Enough is enough, and now we have Sourcify, a unified solution to extract proc code. When ParseTree is available, it simply works as a thin wrapper round it, otherwise, it uses a home-baked ragel-generated scanner to extract the proc code. Further processing with RubyParser & Ruby2Ruby to ensure 100% with ParseTree (yup, there is no denying that i really like ParseTree).

Installing It

The religiously standard way:

$ gem install ParseTree sourcify

Or on 1.9.* or JRuby:

$ gem install ruby_parser file-tail sourcify

Sourcify adds 4 methods to Proc

1. Proc#to_source

Returns the code representation of the proc:

require 'sourcify'

lambda { x + y }.to_source
# >> "proc { (x + y) }"

proc { x + y }.to_source
# >> "proc { (x + y) }"

Like it or not, a lambda is represented as a proc when converted to source (exactly the same way as ParseTree). It is possible to only extract the body of the proc by passing in {:strip_enclosure => true}:

lambda { x + y }.to_source(:strip_enclosure => true)
# >> "(x + y)"

lambda {|i| i + 2 }.to_source(:strip_enclosure => true)
# >> "(i + 2)"

2. Proc#to_sexp

Returns the S-expression of the proc:

require 'sourcify'

x = 1
lambda { x + y }.to_sexp
# >> s(:iter,
# >>  s(:call, nil, :proc, s(:arglist)),
# >>   nil,
# >>    s(:call, s(:lvar, :x), :+, s(:arglist, s(:call, nil, :y, s(:arglist)))))

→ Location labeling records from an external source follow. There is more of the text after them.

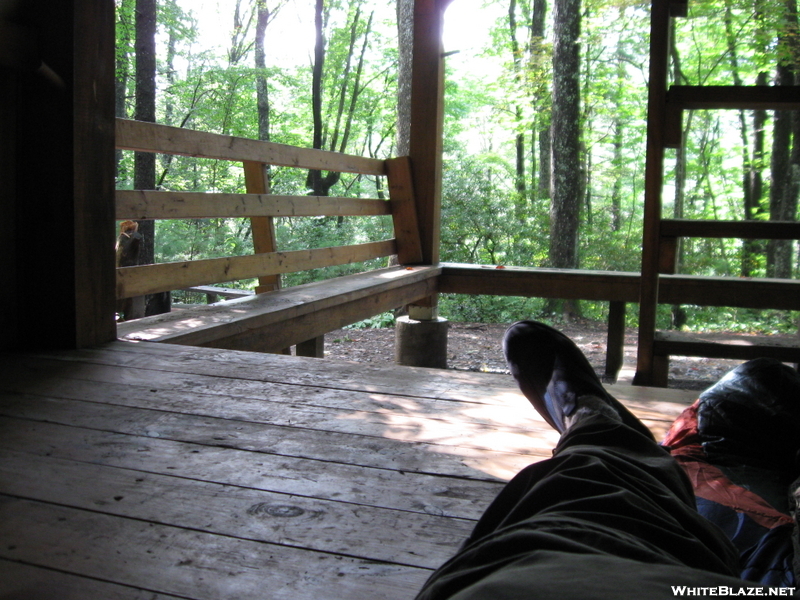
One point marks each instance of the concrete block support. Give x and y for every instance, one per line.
x=421, y=343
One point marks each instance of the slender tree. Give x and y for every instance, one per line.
x=567, y=182
x=144, y=170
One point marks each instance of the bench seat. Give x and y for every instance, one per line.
x=273, y=321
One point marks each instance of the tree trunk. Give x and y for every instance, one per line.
x=405, y=41
x=567, y=177
x=785, y=154
x=144, y=170
x=541, y=127
x=520, y=202
x=262, y=89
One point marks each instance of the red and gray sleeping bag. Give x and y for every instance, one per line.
x=739, y=443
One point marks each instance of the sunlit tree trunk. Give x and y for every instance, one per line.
x=567, y=182
x=520, y=202
x=541, y=127
x=144, y=169
x=405, y=42
x=262, y=89
x=784, y=166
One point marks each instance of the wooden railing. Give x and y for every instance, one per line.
x=261, y=207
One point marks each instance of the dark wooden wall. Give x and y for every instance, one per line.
x=57, y=173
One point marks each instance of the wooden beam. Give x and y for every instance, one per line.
x=152, y=137
x=758, y=230
x=660, y=26
x=616, y=286
x=404, y=211
x=149, y=279
x=726, y=346
x=741, y=292
x=146, y=204
x=719, y=97
x=56, y=121
x=539, y=283
x=93, y=130
x=291, y=330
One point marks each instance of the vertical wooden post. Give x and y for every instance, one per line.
x=263, y=228
x=654, y=177
x=425, y=143
x=427, y=116
x=404, y=212
x=615, y=346
x=61, y=98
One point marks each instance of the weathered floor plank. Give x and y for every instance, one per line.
x=399, y=537
x=139, y=471
x=188, y=563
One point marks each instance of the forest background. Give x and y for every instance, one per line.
x=544, y=136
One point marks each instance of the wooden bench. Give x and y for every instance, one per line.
x=275, y=318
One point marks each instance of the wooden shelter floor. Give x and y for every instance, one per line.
x=142, y=470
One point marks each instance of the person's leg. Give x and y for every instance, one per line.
x=609, y=501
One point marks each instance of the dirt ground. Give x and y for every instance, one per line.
x=476, y=347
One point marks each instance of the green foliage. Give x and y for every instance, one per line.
x=386, y=319
x=495, y=211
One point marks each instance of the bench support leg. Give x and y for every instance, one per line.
x=615, y=346
x=314, y=348
x=421, y=343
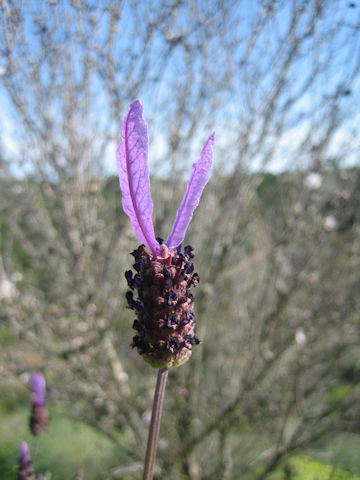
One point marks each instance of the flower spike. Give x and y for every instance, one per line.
x=134, y=176
x=199, y=177
x=160, y=286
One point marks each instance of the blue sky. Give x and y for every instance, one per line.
x=236, y=102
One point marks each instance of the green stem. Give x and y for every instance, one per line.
x=155, y=424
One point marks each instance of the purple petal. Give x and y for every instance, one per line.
x=38, y=388
x=131, y=158
x=199, y=177
x=24, y=455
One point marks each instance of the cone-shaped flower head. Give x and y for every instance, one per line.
x=39, y=417
x=163, y=277
x=25, y=471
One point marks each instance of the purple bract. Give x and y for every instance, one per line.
x=162, y=279
x=135, y=185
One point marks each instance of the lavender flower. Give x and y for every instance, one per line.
x=163, y=278
x=25, y=471
x=39, y=417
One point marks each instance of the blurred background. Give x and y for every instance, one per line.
x=273, y=390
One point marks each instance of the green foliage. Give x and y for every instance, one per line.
x=305, y=468
x=338, y=394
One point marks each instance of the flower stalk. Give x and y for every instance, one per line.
x=164, y=276
x=155, y=424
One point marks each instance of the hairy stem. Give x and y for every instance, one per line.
x=155, y=424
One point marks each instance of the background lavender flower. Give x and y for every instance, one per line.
x=39, y=416
x=25, y=471
x=38, y=389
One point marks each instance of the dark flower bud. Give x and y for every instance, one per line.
x=164, y=307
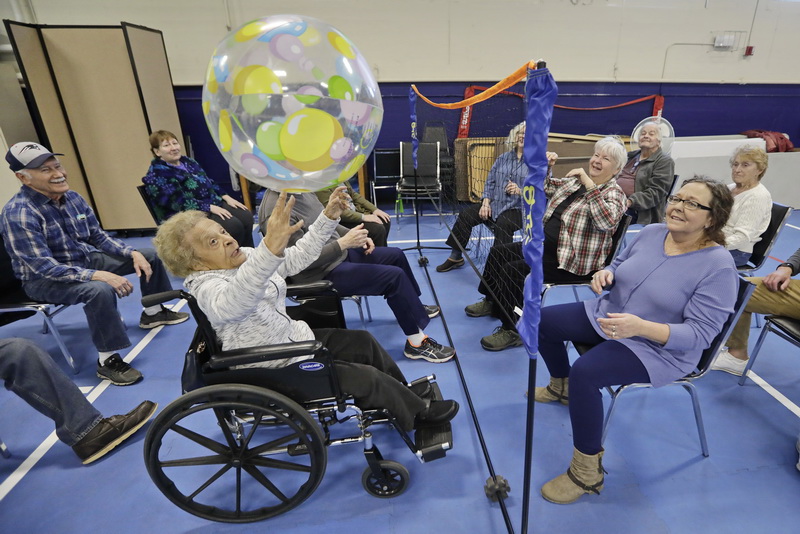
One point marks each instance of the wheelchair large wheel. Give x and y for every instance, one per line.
x=235, y=453
x=392, y=482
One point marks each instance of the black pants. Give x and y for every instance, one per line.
x=367, y=372
x=240, y=225
x=502, y=224
x=378, y=232
x=504, y=275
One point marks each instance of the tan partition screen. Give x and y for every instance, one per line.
x=149, y=57
x=97, y=91
x=93, y=72
x=33, y=63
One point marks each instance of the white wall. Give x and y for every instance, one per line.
x=485, y=40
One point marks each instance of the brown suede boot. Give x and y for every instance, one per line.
x=558, y=390
x=585, y=475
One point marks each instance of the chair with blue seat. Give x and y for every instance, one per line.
x=687, y=382
x=15, y=305
x=785, y=327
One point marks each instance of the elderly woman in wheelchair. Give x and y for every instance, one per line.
x=239, y=295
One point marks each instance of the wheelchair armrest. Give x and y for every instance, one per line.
x=249, y=355
x=308, y=288
x=160, y=298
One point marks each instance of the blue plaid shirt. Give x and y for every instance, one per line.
x=48, y=239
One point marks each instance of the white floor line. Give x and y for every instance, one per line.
x=16, y=476
x=777, y=395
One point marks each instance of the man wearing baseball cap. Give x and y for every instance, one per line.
x=61, y=255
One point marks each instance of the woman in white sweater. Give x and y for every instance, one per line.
x=752, y=203
x=242, y=291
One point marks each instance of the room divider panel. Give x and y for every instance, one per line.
x=96, y=93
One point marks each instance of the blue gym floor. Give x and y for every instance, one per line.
x=657, y=481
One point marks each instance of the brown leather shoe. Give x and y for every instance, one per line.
x=112, y=431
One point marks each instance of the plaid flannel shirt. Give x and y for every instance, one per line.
x=53, y=240
x=587, y=225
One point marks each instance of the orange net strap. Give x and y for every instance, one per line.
x=516, y=77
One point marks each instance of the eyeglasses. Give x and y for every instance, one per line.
x=688, y=204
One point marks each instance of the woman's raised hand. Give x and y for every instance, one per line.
x=337, y=203
x=278, y=228
x=581, y=175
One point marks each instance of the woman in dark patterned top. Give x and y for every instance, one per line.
x=177, y=183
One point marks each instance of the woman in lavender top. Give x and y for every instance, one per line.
x=669, y=294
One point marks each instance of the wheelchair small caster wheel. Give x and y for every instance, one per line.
x=393, y=482
x=496, y=488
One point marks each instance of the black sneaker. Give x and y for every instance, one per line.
x=423, y=390
x=118, y=372
x=112, y=431
x=429, y=350
x=163, y=317
x=450, y=264
x=432, y=310
x=437, y=413
x=501, y=339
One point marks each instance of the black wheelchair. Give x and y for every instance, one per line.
x=248, y=444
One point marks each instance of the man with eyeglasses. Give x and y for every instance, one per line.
x=61, y=255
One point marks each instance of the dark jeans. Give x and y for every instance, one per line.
x=609, y=363
x=504, y=275
x=240, y=226
x=503, y=225
x=378, y=232
x=385, y=272
x=366, y=371
x=31, y=373
x=99, y=299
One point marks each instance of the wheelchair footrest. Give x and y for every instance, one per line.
x=433, y=442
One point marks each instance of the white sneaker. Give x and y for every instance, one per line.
x=729, y=364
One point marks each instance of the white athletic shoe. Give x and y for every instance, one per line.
x=729, y=364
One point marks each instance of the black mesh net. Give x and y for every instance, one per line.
x=477, y=143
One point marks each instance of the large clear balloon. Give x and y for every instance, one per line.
x=291, y=103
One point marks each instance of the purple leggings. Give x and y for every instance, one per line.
x=609, y=363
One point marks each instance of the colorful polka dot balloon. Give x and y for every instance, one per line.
x=291, y=103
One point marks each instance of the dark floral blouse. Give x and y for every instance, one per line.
x=173, y=189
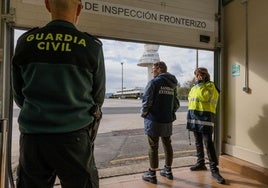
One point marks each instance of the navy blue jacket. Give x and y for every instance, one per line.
x=158, y=103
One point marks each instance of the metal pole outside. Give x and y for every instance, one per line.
x=3, y=152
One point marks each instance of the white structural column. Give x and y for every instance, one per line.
x=150, y=56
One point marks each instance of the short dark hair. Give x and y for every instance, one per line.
x=203, y=73
x=162, y=65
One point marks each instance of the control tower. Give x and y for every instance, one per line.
x=150, y=56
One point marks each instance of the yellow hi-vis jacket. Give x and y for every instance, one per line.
x=203, y=97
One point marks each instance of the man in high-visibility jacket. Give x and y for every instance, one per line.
x=203, y=99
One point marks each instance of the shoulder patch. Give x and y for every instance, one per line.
x=29, y=31
x=94, y=38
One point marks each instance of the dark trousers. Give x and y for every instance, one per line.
x=153, y=151
x=68, y=156
x=207, y=139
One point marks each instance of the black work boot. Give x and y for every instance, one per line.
x=198, y=167
x=166, y=172
x=150, y=176
x=218, y=177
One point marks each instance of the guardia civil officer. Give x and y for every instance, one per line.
x=58, y=75
x=159, y=104
x=203, y=99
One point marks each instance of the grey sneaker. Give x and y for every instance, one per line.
x=150, y=176
x=198, y=167
x=166, y=172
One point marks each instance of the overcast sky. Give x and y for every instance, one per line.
x=180, y=61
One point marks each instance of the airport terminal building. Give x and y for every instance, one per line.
x=235, y=30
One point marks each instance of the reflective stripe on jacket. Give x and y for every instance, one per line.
x=203, y=97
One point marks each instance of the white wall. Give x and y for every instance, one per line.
x=246, y=114
x=134, y=23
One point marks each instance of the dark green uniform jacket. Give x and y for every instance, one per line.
x=57, y=75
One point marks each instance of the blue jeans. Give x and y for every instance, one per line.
x=153, y=150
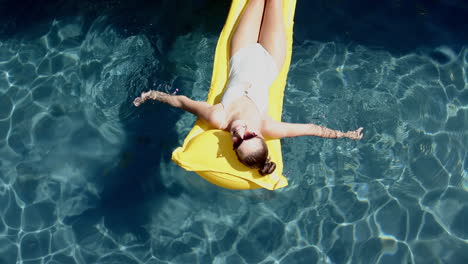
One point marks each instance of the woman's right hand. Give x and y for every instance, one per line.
x=356, y=134
x=151, y=94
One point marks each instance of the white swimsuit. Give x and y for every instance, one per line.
x=252, y=71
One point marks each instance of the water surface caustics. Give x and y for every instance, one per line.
x=397, y=196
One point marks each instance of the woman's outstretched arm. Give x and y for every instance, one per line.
x=275, y=129
x=202, y=110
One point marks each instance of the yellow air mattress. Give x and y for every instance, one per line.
x=207, y=151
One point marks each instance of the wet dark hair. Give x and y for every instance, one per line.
x=258, y=159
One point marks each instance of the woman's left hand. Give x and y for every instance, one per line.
x=356, y=134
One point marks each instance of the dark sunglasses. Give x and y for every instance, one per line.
x=247, y=135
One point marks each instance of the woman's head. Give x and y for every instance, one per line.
x=251, y=149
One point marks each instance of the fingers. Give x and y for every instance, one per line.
x=137, y=102
x=358, y=133
x=155, y=95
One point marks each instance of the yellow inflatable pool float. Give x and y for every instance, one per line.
x=207, y=151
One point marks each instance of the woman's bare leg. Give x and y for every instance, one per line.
x=272, y=32
x=248, y=29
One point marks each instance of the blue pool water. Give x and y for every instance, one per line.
x=87, y=178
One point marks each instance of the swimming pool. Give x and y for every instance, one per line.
x=87, y=178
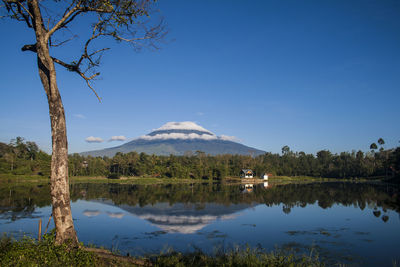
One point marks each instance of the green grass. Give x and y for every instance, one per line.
x=7, y=178
x=29, y=252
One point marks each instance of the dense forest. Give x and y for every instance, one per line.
x=22, y=157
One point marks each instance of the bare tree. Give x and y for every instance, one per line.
x=122, y=20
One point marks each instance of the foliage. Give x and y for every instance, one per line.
x=21, y=158
x=28, y=252
x=236, y=257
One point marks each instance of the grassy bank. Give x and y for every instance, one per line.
x=7, y=178
x=28, y=252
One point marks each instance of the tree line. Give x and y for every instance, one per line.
x=24, y=157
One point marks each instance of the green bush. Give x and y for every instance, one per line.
x=28, y=252
x=114, y=176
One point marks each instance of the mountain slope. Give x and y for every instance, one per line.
x=179, y=139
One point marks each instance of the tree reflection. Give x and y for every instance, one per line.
x=20, y=201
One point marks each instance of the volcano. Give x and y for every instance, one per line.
x=179, y=138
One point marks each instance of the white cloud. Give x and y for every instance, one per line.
x=92, y=139
x=228, y=138
x=179, y=136
x=117, y=215
x=117, y=138
x=79, y=116
x=184, y=125
x=91, y=213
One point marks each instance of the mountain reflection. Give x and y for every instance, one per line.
x=182, y=218
x=186, y=208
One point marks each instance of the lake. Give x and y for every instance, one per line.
x=352, y=223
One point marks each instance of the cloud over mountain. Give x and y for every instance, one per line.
x=117, y=138
x=92, y=139
x=178, y=138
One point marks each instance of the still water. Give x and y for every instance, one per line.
x=351, y=223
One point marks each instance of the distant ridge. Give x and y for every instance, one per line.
x=179, y=138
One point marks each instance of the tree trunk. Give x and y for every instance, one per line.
x=60, y=196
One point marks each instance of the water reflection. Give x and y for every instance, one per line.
x=184, y=218
x=339, y=219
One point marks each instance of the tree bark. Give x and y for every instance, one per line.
x=60, y=196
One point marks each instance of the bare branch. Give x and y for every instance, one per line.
x=62, y=42
x=76, y=69
x=31, y=48
x=62, y=20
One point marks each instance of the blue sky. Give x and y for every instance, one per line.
x=309, y=74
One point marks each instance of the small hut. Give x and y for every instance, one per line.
x=246, y=173
x=264, y=176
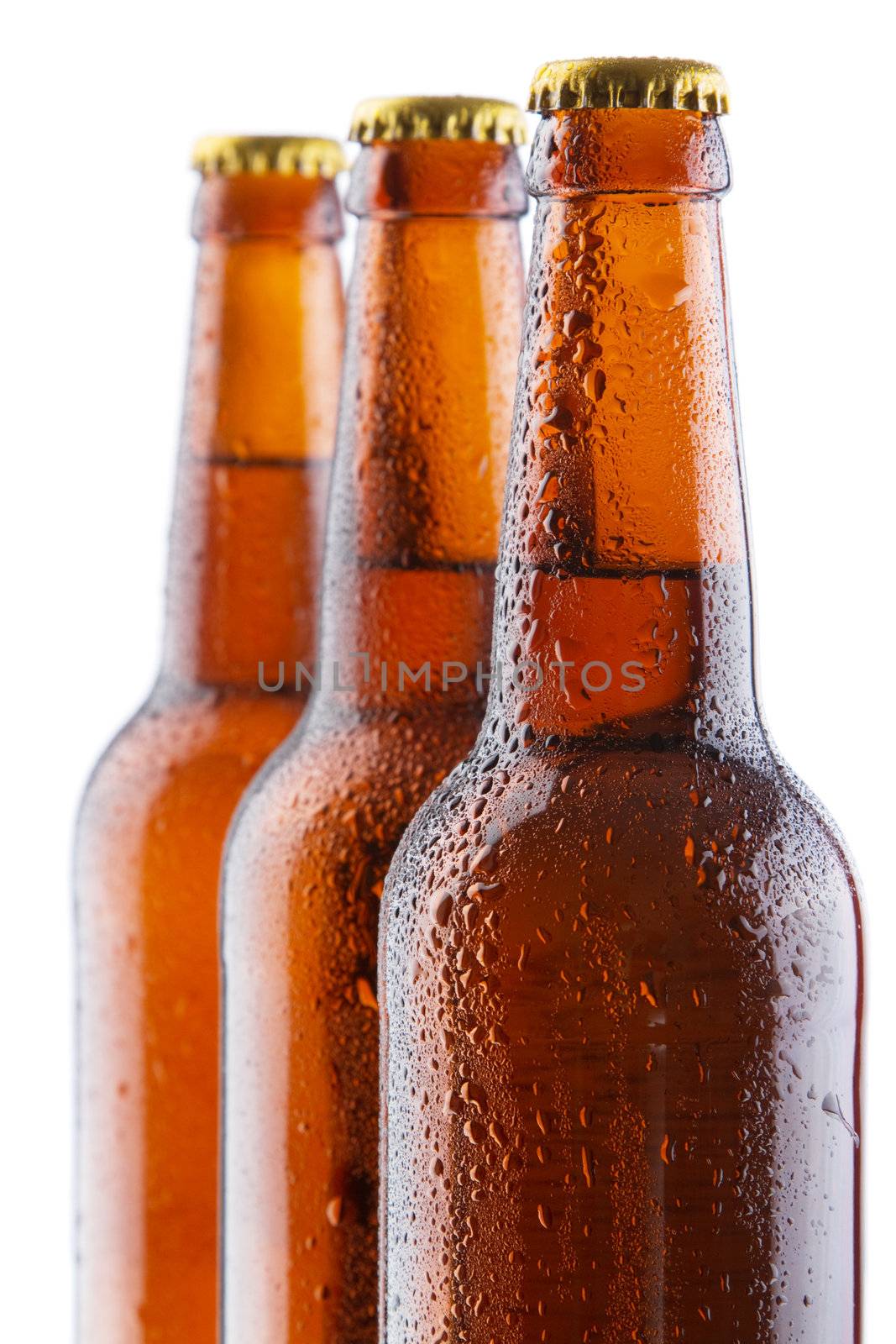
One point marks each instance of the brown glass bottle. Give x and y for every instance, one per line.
x=244, y=564
x=621, y=942
x=432, y=331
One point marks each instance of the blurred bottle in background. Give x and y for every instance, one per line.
x=244, y=575
x=432, y=344
x=622, y=954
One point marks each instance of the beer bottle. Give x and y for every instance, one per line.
x=434, y=316
x=244, y=554
x=621, y=948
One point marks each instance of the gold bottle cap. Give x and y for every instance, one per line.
x=304, y=155
x=629, y=82
x=438, y=118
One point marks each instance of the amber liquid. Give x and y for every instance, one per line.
x=432, y=343
x=622, y=965
x=304, y=877
x=622, y=974
x=148, y=867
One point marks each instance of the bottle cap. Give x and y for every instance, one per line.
x=304, y=155
x=629, y=82
x=438, y=118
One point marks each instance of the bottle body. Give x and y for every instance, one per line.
x=432, y=327
x=244, y=553
x=621, y=944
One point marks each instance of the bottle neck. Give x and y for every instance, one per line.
x=625, y=602
x=432, y=342
x=258, y=430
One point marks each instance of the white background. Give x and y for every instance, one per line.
x=100, y=105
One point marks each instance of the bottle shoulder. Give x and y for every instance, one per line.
x=338, y=793
x=176, y=749
x=681, y=819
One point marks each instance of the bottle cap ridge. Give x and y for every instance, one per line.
x=438, y=118
x=629, y=82
x=308, y=156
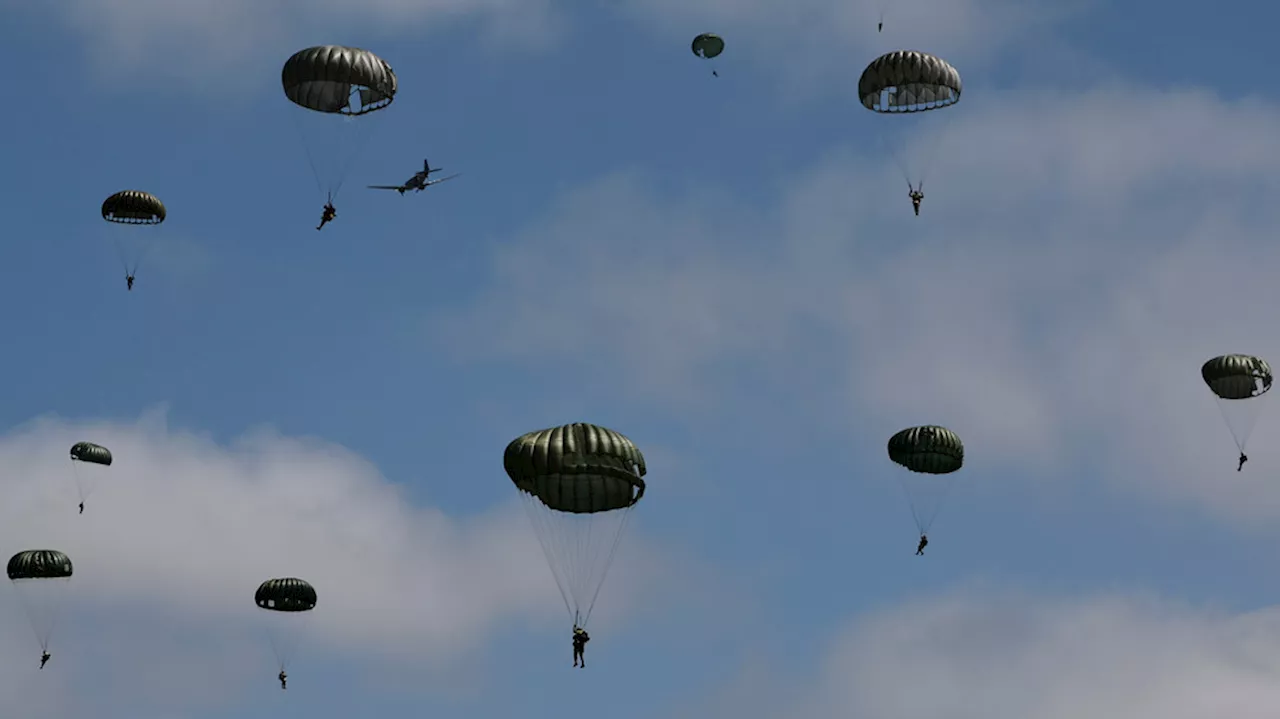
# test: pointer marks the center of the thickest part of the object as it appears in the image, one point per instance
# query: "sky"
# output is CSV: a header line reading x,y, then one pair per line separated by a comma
x,y
726,270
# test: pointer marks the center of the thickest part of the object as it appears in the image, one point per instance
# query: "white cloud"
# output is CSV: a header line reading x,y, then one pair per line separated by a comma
x,y
1078,257
181,531
1008,655
136,42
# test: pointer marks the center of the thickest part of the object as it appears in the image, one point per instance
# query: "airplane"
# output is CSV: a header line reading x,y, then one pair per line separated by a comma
x,y
417,182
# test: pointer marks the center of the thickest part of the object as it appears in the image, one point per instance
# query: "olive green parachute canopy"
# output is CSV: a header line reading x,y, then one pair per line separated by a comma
x,y
1237,376
577,468
708,45
40,564
133,207
928,449
323,79
286,594
91,453
579,484
908,81
927,452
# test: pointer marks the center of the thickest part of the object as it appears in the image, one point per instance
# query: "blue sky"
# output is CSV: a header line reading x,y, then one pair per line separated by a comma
x,y
726,270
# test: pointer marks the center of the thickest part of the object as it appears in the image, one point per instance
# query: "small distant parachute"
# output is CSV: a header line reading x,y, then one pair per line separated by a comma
x,y
88,453
338,86
289,600
141,210
40,577
579,482
1238,381
708,45
909,82
929,453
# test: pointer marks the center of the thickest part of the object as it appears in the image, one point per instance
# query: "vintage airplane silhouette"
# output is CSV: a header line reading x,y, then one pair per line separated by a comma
x,y
417,183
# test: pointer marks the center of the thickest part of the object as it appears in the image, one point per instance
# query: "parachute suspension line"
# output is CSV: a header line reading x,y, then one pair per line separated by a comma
x,y
306,147
579,557
897,160
937,507
366,133
608,562
924,522
933,147
1242,426
538,516
910,503
1239,440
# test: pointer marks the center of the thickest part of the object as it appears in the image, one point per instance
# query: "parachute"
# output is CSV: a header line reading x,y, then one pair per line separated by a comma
x,y
289,600
927,452
579,482
908,82
88,453
40,577
138,209
337,85
1238,381
708,45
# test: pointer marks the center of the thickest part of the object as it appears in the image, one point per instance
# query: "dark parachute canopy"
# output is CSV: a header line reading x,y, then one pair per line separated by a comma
x,y
289,601
138,209
708,45
91,453
580,482
332,78
338,85
286,594
927,452
40,564
86,479
133,207
40,577
1235,380
909,82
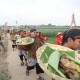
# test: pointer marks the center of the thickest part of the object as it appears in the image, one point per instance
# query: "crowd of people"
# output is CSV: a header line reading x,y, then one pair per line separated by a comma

To extract only the body of the proc:

lambda { x + y }.to_sexp(:strip_enclosure => true)
# >> s(:call, s(:lvar, :x), :+, s(:arglist, s(:call, nil, :y, s(:arglist)))))

3. Proc#to_raw_source

Unlike Proc#to_source, which returns code that retains only functional aspects, fetching of raw source returns the raw code enclosed within the proc, including fluff like comments:

lambda do |i|
  i+1 # (blah)
end.to_raw_source
# >> "proc do |i|
# >>   i+1 # (blah)
# >> end"

NOTE: This is extracting of raw code, it relies on static code scanning (even when running in ParseTree mode), the gotchas for static code scanning always apply.

4. Proc#source_location

By default, this is only available on 1.9.*, it is added (as a bonus) to provide consistency under 1.8.*:

# /tmp/test.rb
require 'sourcify'

lambda { x + y }.source_location
# >> ["/tmp/test.rb", 5]

Sourcify adds 3 methods to Method

IMPORTANT: These only work for MRI-1.9.2, as currently, only it supports (1) discovering of the original source location with Method#source_location, and (2) reliably determinig a method’s parameters with Method#parameters. Attempting to use these methods on other rubies will raise Sourcify::PlatformNotSupportedError.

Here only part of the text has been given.